DUSSELDORF, GERMANY - Welding Engineers Inc. of Blue Bell, Pa., will manufacture compounding extruders for Toshiba Machine Co. Ltd., in a move Toshiba sayswill raise its profile among North American compounders and help offset the crunch of a strong yen. Both companies announced the agreement at the K'95 trade show.
In North America, Toshiba is well-known as a major Japanese supplier of injection molding machines.
But the Tokyo-based company has very little North American sales of its extruders, made in Numazu City, Japan, according to Kenji Nozawa, manager of Toshiba's extrusion export group.
Under the licensing agree-ment, Welding Engineers will build and market Toshiba's co-rotating, intermeshing twin-screw extruders in the United States, Canada and Mexico. The extruders will have screw diameters of 37-175 millimeters. The machines will be equipped with controls for the North American market.

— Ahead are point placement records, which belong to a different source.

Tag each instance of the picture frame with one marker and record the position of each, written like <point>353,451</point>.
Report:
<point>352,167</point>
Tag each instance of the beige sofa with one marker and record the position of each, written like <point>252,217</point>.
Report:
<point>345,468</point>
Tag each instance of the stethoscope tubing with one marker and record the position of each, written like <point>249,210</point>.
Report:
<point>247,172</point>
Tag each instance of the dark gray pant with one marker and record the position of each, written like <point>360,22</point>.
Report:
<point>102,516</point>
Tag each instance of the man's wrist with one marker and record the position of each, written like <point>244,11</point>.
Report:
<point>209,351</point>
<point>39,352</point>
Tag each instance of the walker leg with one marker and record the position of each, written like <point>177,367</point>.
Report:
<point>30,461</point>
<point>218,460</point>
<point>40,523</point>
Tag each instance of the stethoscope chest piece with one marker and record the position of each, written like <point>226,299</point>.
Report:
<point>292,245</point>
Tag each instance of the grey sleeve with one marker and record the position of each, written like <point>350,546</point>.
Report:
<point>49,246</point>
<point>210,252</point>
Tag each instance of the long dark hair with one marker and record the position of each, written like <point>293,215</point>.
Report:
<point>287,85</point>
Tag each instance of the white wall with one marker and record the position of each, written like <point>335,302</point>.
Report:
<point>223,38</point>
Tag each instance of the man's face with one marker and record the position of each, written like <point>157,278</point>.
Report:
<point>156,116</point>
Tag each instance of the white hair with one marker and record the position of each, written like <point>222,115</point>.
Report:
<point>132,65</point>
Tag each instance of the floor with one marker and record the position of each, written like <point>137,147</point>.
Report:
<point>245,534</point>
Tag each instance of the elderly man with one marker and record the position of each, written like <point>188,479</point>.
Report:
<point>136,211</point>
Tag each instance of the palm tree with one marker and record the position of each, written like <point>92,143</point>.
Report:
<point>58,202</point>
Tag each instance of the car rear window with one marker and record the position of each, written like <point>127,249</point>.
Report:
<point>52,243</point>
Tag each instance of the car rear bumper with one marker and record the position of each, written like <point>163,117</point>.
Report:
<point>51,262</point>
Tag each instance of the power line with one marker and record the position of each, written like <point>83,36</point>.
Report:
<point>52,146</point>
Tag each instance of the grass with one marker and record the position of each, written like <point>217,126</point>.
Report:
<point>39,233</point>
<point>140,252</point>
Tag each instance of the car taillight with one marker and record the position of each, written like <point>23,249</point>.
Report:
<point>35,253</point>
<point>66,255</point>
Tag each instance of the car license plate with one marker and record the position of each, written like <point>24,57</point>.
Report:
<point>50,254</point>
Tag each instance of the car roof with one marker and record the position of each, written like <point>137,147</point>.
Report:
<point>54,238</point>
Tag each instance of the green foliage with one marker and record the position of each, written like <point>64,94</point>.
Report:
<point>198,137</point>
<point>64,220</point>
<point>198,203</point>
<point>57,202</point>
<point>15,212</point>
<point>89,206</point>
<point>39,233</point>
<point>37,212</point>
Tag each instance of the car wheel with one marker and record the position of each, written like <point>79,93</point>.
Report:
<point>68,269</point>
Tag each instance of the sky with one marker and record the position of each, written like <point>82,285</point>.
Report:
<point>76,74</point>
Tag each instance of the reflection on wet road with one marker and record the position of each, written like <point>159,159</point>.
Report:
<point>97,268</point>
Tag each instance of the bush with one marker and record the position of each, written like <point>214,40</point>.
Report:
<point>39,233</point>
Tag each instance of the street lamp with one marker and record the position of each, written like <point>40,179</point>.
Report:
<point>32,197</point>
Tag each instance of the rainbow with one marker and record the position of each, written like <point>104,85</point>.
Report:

In an Oct. 9 interview at K'95, Nozawa said the most important reason for the deal was to create a U.S. sales base. Toshiba officials also see the agreement as a way to offset the high yen/weak dollar combination, which makes Japanese-made products more expensive in the United States, though that was a secondary reason, according to Nozawa.
Thomas Hensley, vice president of Welding Engineers, conceded that Toshiba is little-known in the compounding business in North America. German-made machines make up most of the machines sold in the United States.
But Hensley said Toshiba is strong in Asia, a fast-growing compounding market. That means Toshiba already has a brand awareness among large U.S. and European compounders doing business in Asia, he said.
Hensley said the two companies have been discussing the deal for about six months, and finished it shortly before K'95, which ran Oct. 5-12 in Dusseldorf.
For Welding Engineers, the agreement greatly expands its product range.
In Blue Bell, Welding Engineers makes counter-rotating, nonintermeshing, twin-screw extruders.
The machines usually are used in specialty areas by resin manufacturers for such things as devolatization of polymers and isolation of emulsion polymers, according to Hensley.
``We understand the markets [for Toshiba extruders], we were just on the fringes of the markets,'' Hensley said at Welding Engineers' K show booth.
In a statement, David Borthwick, president of Welding Engineers, said the licensing agreement will allow for increased cooperation between Welding Engineers' units - Welex Inc. of Blue Bell, which makes extrusion systems for rigid packaging, and Wexco Corp., which makes bimetallic cylinders and other extrusion components.